Edexcel C3 — Question 5 10 marks

Exam Board	Edexcel
Module	C3 (Core Mathematics 3)
Marks	10
Paper	Download PDF ↗
Mark scheme	Download PDF ↗
Topic	Exponential Equations & Modelling
Type	Finding x from given y value
Difficulty	Moderate -0.3 This is a standard exponential modelling question requiring routine application of logarithms to find k, then straightforward substitution and differentiation. All three parts follow predictable patterns typical of C3 exponential growth questions, making it slightly easier than average but still requiring multiple techniques.
Spec	1.06i Exponential growth/decay: in modelling context 1.07k Differentiate trig: sin(kx), cos(kx), tan(kx)
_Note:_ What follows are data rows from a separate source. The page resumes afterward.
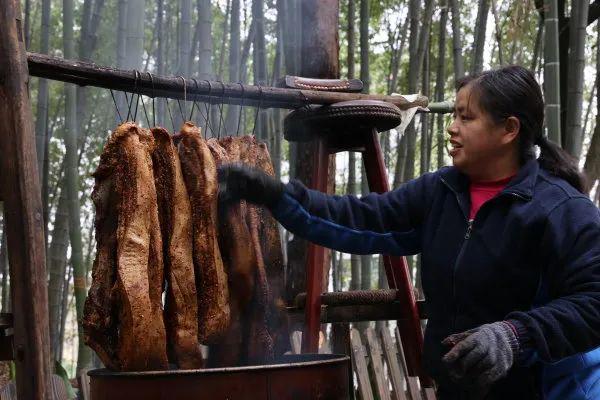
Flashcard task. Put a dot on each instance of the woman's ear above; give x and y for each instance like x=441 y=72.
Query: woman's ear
x=512 y=126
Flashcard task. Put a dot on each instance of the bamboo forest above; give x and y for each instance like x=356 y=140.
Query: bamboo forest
x=389 y=48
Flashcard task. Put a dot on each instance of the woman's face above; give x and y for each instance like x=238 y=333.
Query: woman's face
x=476 y=141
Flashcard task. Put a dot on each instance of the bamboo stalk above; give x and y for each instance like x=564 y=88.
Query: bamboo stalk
x=89 y=74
5. The number of bacteria present in a culture at time $t$ hours is modelled by the continuous variable $N$ and the relationship $$N = 2000 \mathrm { e } ^ { k t } ,$$ where $k$ is a constant. Given that when $t = 3 , N = 18000$, find

the value of $k$ to 3 significant figures,
how long it takes for the number of bacteria present to double, giving your answer to the nearest minute,
the rate at which the number of bacteria is increasing when $t = 3$.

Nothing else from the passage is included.